It’s been a tumultuous month for technology. Apple lost Steve Jobs as CEO, Hewlett Packard (HP) gave up the tablet war even before it got going, Financial Times pulled the plug on Apple by refusing to share data and revenues and Sony introduced the world’s first foldable tablet. The world of technology has clicked into an irreversible trajectory, as has the interface between man and device. Web consumption is firmly in mobile telephony territory — cheap, cheerful, transformational, and in the process of creating new king makers.

The first battle is being fought on the price point. Apple has never been known to sell them cheap. The top cheerleader when it comes to futuristic devices, Apple has milked consumers, who want the me-first experience it offers. Apple users, who queue overnight for its products, take pride in being early adaptors as much as they fancy themselves as big spenders.

 

Still, last month when HP slashed the prices of its TouchPad tablet to $99 in a desperate bid to get rid of inventory, it may have unwittingly set a new floor for tablet pricing. It’s already evident in the pricing criticism that Sony’s tablet has drawn. While HP has walked away from the tablet market, stunning the market, the technology world is abuzz with whispers of how Amazon is readying an Android-based device, which will be a tablet priced hundreds of dollars below Apple. And it’s not another Kindle.

In India, both Reliance Communications and Airtel have introduced tablets priced between Rs 10,000 to Rs 13,000. At this point, don’t expect the HTCs of the world to take it easy, despite putting a pricey product into the market this week. What the world can do, the Taiwanese will do cheaper — by a lot.

The tablet’s success has partly been because of its incredible portability and ease of use. Its non-daunting interface is a far cry from the early days of the PC. Remember those computer courses that would teach people to log on?
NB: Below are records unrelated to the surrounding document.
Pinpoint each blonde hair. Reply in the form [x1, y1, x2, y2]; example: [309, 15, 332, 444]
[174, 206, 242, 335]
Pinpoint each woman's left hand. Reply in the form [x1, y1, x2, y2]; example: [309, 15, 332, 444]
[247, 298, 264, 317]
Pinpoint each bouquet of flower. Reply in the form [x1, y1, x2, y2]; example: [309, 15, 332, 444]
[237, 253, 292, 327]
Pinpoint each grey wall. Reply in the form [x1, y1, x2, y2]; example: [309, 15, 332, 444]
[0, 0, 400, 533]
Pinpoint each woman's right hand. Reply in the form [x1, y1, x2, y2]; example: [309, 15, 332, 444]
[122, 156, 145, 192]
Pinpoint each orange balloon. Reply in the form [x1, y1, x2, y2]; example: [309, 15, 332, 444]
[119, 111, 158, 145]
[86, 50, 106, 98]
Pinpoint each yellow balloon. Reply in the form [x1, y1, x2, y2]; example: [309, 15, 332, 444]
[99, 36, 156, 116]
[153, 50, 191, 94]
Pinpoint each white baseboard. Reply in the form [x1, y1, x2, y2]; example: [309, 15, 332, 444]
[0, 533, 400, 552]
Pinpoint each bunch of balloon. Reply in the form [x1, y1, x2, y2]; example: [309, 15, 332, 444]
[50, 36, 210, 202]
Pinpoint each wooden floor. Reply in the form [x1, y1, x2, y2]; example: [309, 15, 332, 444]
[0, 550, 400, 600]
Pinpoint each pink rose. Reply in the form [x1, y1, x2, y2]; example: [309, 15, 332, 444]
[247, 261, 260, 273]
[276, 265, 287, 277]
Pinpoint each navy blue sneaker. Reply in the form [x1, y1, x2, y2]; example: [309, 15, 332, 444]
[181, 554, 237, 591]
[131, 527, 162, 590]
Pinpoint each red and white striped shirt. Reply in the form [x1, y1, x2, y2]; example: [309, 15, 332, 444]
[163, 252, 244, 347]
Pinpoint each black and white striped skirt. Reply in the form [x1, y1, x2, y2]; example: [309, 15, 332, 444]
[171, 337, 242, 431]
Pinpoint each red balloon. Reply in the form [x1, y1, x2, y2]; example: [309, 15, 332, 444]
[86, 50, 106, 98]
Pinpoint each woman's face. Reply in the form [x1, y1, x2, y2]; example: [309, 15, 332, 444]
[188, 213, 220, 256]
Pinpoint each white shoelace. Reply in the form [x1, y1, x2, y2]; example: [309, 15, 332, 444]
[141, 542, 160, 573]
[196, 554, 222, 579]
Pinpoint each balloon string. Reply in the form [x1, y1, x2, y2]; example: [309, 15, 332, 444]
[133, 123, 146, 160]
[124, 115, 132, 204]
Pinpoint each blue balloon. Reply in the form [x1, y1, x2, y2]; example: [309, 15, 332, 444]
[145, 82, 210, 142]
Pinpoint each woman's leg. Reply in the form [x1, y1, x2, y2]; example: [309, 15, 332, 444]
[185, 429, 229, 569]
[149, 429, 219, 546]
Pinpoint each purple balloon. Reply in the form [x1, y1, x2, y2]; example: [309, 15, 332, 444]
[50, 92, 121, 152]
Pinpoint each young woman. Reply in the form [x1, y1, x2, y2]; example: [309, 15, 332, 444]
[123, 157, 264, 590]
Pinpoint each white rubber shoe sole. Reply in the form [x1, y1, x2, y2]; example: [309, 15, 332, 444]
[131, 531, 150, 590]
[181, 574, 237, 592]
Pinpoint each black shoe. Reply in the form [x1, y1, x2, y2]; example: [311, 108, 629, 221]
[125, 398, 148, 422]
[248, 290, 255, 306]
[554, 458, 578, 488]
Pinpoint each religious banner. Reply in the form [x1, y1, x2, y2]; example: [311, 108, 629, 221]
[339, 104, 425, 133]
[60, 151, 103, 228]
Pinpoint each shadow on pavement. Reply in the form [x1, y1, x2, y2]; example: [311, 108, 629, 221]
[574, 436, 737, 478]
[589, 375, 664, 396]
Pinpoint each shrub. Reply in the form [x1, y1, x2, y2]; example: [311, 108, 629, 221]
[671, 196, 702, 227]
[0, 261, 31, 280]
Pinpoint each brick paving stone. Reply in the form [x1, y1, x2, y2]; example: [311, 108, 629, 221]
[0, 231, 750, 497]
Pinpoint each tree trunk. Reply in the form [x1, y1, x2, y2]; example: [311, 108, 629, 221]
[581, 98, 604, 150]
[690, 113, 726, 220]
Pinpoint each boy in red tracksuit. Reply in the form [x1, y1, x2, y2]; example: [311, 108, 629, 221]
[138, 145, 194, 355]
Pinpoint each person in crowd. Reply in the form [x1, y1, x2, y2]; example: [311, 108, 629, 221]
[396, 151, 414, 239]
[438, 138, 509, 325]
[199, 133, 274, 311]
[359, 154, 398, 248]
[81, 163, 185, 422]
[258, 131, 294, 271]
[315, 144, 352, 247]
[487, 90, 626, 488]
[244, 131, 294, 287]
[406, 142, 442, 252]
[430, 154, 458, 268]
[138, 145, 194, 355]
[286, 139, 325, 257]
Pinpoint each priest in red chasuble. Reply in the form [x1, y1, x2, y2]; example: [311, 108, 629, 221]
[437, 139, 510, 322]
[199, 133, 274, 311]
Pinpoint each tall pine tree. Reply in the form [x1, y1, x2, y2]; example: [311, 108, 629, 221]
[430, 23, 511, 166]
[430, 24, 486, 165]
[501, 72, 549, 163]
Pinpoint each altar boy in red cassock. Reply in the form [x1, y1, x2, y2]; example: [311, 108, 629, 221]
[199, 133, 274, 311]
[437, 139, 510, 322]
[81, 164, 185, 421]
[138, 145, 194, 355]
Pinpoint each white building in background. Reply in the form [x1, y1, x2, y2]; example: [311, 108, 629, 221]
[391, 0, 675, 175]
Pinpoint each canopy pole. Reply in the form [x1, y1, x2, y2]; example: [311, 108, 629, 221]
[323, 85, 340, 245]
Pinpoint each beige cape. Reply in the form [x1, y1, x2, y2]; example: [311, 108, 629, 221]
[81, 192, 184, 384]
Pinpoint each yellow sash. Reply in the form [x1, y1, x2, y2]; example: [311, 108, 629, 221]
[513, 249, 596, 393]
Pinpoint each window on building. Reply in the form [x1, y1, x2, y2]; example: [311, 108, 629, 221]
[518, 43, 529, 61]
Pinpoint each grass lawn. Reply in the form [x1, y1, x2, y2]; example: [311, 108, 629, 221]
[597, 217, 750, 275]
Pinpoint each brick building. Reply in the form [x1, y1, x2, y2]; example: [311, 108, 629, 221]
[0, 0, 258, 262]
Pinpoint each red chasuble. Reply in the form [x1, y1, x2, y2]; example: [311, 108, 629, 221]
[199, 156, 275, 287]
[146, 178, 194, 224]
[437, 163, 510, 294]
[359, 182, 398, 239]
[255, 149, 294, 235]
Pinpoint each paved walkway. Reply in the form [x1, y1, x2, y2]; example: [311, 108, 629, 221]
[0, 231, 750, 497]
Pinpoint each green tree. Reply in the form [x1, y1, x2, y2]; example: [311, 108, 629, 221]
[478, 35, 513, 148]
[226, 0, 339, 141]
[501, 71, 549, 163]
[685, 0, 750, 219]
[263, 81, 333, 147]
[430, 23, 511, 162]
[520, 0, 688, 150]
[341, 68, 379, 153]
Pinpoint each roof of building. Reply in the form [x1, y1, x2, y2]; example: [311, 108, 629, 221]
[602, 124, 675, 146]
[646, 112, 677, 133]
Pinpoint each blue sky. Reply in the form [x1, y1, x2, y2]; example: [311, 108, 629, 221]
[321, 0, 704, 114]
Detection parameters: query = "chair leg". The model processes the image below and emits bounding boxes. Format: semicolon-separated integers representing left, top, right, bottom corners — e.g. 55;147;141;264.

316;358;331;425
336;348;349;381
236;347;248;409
As the world goes wireless and phone operators look to make money off the huge fees they have paid for 3G airwaves worldwide, expect them to cash into data downloaded by using new technology. And expect users to prefer it to clumsy wires or stodgy wireless routers — at least for personal use. In India, it represents a never before opportunity to take internet rural, something that fixed line providers have failed to do.

The next challenge is going to be to tailor content for these devices. Technology blogs have already berated the gaming experience on the new Sony tablet, so device makers and software programmers will have to make applications that will pixilate and respond rapidly to a tablet device, formatted for a ten inch screen. Online sites that have been delivering for a personal computer will have to hone products for a personal tablet.

The tablet war will spawn a new generation of successful firms and bleed of those that can’t keep pace, be that in hardware, software or content delivery. Nokia is a classic case in point. It has been outsmarted by Apple, whereas Samsung, has used the opportunity to get ahead in smartphones.

Apple, the icon of all things funky, now faces the Nokia challenge — to keep producing devices that exceed user expectation. With Steve Jobs taking a back seat all the bets are on how Apple will fare. It’s very hard to guess.

One thing is clear though. For users and companies it’s the defining moment of which side of PC history they will be on. There are only two camps — the future and the past.